Since mainly X10 is mentioned
Quote
The tools, which they’re releasing to the public, include the X10 Sniffer to determine what’s connected to the power network and monitor what the devices are doing, and the X10 Blackout, which can jam signals to interfere with the operation of lights, alarms, security cameras and other devices.

And the mentioning of ethernet over existing power lines in buildings, this seems to be a hack on earlier X10 based home automation.

Since Z-wave radiowave technology has been introduced things are a bit different. Especially with the communication from and to locks that is encrypted.

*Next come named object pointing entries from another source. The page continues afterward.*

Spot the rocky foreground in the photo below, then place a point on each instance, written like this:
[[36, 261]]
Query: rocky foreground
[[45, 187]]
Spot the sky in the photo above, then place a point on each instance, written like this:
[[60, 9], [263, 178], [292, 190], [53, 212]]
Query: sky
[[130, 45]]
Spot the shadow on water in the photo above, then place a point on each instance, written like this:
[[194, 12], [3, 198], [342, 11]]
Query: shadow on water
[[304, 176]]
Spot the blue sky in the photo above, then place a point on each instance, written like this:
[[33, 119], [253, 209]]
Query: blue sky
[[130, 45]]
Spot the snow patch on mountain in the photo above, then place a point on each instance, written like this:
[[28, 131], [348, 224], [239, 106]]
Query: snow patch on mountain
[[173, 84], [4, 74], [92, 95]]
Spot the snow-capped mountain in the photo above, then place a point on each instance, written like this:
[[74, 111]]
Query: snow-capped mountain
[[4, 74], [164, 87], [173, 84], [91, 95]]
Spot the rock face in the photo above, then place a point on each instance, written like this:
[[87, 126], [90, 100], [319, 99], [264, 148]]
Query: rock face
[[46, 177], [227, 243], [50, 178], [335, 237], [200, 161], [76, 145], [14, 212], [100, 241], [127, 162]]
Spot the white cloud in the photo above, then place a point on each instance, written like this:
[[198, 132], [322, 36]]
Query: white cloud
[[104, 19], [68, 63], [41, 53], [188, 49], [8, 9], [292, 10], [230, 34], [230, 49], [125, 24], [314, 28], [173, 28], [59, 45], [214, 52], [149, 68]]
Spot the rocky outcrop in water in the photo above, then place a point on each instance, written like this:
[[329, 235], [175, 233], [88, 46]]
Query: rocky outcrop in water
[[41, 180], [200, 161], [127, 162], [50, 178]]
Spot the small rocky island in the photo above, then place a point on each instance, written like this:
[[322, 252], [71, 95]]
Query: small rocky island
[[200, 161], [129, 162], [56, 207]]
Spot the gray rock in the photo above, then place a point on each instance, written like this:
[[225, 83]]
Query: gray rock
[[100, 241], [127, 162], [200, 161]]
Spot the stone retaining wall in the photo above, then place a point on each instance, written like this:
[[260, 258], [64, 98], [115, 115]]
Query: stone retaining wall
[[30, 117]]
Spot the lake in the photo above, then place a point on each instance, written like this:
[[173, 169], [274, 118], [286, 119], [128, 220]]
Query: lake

Hope that answers your question a bit.

Henk

--edit--
Quote
Kennedy, aka Rel1k, and Rob Simon, aka Kc57, spent two months researching and designing their open-source tools to conduct the hacks. The tools focus on home-automation systems that are based on the X10 protocol, which doesn’t support encryption. They also looked at the ZWave protocol, which does support AES encryption, but the one device they found that was using it, implemented the encryption incorrectly – the key exchange was done in the clear so an attacker could intercept the keys and decrypt all of the communication.

Does mention zwave technology but not the device in question.
Maybe someone else can elaborate on that!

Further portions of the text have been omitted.